US 11,854,706 B2
Maternal and infant health insights and cognitive intelligence (MIHIC) system and score to predict the risk of maternal, fetal and infant morbidity and mortality
Venkat Narasimham Peri, Plano, TX (US); Suresh Venkata Satya Attili, Hyderabad (IN); Santosh Yogendra Shah, Mumbai (IN); Venkatesh S. Sista, Visakhapatnam District (IN); Naresh Nelaturi, Visakhapatnam District (IN); Manoj Ramesh Teltumbade, Visakhapatnam District (IN); and Satya Pavitra Rani, Visakhapatnam District (IN)
Assigned to COGNITIVECARE INC., Milpitas, CA (US)
Filed by COGNITIVECARE INC., Milpitas, CA (US)
Filed on Dec. 4, 2019, as Appl. No. 16/703,790.

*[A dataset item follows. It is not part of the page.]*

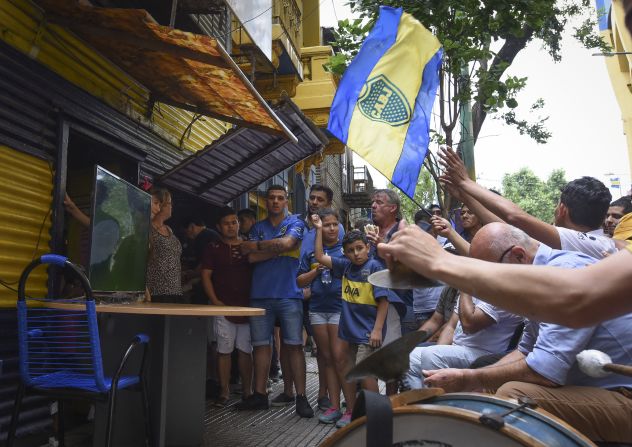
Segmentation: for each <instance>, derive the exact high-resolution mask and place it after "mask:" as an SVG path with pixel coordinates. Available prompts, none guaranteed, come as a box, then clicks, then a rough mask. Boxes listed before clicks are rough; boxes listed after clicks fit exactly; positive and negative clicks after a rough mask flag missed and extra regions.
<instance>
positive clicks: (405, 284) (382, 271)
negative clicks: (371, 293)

Prior Publication US 2021/0118574 A1, Apr. 22, 2021
Int. Cl. G16H 50/70 (2018.01); G16H 15/00 (2018.01); G16H 20/00 (2018.01); G16H 50/30 (2018.01); G16H 10/40 (2018.01); G16H 70/60 (2018.01); G06N 5/04 (2023.01); G06F 16/904 (2019.01); G06F 16/95 (2019.01); G06N 20/00 (2019.01)

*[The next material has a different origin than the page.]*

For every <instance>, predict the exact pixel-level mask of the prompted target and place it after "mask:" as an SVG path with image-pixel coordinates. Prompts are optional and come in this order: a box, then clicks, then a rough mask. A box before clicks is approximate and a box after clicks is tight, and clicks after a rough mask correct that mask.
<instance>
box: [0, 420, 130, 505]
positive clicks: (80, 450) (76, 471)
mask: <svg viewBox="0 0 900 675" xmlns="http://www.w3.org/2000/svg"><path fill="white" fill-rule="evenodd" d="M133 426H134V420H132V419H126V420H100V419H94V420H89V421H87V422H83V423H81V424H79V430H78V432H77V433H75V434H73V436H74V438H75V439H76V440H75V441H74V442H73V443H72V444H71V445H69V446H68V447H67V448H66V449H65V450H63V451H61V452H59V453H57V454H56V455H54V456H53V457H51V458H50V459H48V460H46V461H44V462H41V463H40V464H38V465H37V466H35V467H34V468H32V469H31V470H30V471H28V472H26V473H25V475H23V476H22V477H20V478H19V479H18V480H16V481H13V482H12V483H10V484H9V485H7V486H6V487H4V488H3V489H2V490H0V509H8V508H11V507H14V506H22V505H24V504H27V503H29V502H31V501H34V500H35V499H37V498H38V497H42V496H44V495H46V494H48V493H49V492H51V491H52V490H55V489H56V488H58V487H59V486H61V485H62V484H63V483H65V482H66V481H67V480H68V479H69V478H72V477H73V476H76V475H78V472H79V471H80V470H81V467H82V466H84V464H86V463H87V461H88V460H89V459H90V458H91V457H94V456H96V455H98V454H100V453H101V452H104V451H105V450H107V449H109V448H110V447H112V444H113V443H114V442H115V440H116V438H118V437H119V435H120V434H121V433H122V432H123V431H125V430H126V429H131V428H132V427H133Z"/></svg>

CPC G16H 50/70 (2018.01) [G06F 16/904 (2019.01); G06F 16/95 (2019.01); G06N 5/04 (2013.01); G06N 20/00 (2019.01); G16H 10/40 (2018.01); G16H 15/00 (2018.01); G16H 20/00 (2018.01); G16H 50/30 (2018.01); G16H 70/60 (2018.01)] 20 Claims
OG exemplary drawing
 
1. A system comprising:
a processor executing a machine learning model, wherein the machine learning model comprises a neural network comprising a hidden layer;
a database comprising a plurality of patient record data; and
wherein the system is configured to:
acquire, by the processor, the plurality of patient record data from the database, wherein the patient record data comprises a text data and an image data;
identify, by the processor, a data format of the patient record data;
segregate the patient record data into a structured data and an unstructured data;
pre-process, by the processor, the structured data and the unstructured data;
generate, by the processor, the machine learning model;
train, by the processor, the machine learning model with the patient record data;
receive, by the machine learning model, a new patient record data associated with a patient, wherein the new patient record data comprises a demographic data, a first clinical data comprising patient data comprising a patient blood pressure, a second clinical data comprising fetal data comprising a fetal heart rate, a medical data, and a genetic data of the patient, wherein the patient is a maternal woman;
analyze, by the machine learning model, the new patient record data to discover a pattern in the patient record data using the database;
predict, by the machine learning model and based on the pattern, a maternal risk score for each health risk factor of a first plurality of health risk factors associated with the patient, a fetal risk score for each health risk factor of a second plurality of health risk factors associated with a fetus of the patient, wherein the maternal risk scores each represent a probability of a maternity-related healthcare event of the patient and the fetal risk scores each represent a probability of a fetus-related healthcare event of the fetus of the patient;
calculate, by the machine learning model, an overall risk score from the maternal risk score of each of the first plurality of health risk factors and the fetal risk score of each of the second plurality of health risk factors using a statistical technique, wherein the overall risk score is a maternal and infant health insights and cognitive intelligence (MIHIC) score;
receive a feed-back from a clinician relating to an observed healthcare event of the patient or the fetus of the patient;
update the machine learning model with the feed-back; and
update the database with the new patient record data; and
wherein the machine learning model is a self-learning model comprising a feed-back layer that enables the machine learning model to learn continuously from the new patient record data and the feed-back from the clinician to continually improve the prediction of the maternal risk score of each of the first plurality of health risk factors, the fetal risk score of each of the second plurality of health risk factors, and the overall risk score.